Only in the ACTIVE study was a direct comparison of abaloparatide with another bone-forming agent performed. When the antifracture effects of abaloparatide were compared with teriparatide, the two treatments were generally comparable in reducing the incidence of vertebral fractures, nonvertebral fractures, and clinical fractures, but abaloparatide was superior in reducing major osteoporotic fractures (1.5% vs. 3.1%, p=0.03).3 Similarly, two real-life studies from the same American database have suggested that abaloparatide reduces the risk of peripheral fractures somewhat more than teriparatide. Although adjustments were made for various clinical characteristics (propensity score), its retrospective and nonrandomized nature is a major limitation.7,8

Since data from direct comparisons are very limited, several network meta-analyses have attempted to compare the effects of various bone-forming agents. The results do not consistently reveal differences between the effects of teriparatide, abaloparatide, and romosozumab on fracture risk.9–13

Regarding side effects, in the ACTIVE study, abaloparatide and teriparatide showed a similar profile. Although the frequency of hypercalcemia was slightly higher with teriparatide (6.4% vs. 3.4%), the frequency of adverse events leading to treatment discontinuation was slightly higher in the abaloparatide group (9.9% vs. 6.8%).

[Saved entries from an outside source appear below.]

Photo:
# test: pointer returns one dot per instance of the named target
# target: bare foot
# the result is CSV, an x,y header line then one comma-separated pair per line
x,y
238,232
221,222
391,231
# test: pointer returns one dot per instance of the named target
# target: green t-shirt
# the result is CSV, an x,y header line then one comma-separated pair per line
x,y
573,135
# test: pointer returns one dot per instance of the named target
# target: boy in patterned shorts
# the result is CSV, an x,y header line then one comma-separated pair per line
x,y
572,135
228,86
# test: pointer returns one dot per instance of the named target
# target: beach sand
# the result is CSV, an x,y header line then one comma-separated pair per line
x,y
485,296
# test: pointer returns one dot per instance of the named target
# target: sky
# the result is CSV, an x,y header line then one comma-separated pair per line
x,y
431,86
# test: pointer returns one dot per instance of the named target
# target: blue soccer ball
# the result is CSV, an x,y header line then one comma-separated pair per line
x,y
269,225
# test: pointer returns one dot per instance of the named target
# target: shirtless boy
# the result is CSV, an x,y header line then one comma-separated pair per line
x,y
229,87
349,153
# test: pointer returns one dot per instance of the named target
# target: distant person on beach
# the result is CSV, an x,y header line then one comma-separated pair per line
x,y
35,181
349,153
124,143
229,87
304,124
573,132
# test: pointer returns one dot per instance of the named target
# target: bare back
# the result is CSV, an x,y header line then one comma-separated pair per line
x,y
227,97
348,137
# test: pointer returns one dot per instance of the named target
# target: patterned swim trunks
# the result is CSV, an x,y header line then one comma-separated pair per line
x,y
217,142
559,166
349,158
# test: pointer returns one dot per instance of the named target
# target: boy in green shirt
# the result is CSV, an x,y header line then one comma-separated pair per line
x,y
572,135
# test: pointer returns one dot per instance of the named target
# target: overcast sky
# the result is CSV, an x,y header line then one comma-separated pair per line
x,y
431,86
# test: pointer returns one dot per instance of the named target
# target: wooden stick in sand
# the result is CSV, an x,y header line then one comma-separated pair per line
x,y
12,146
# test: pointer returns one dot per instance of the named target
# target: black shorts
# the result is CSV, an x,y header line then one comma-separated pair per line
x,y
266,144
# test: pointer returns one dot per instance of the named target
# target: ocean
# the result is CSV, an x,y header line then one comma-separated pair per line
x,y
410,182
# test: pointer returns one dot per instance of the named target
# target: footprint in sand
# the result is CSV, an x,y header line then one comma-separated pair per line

Therefore, abaloparatide and teriparatide are drugs with similar antifracture efficacy and safety profiles. Although they may cause changes in blood pressure in some patients, they are not associated with serious effects, and both are considered safe from a cardiovascular perspective.14 In addition to specific contraindications, its use should be carefully assessed in patients with a history of tumors (such as breast, lung, or prostate tumors) with a high tendency to metastasize to bone.

This work has not received funding from any public or private entity.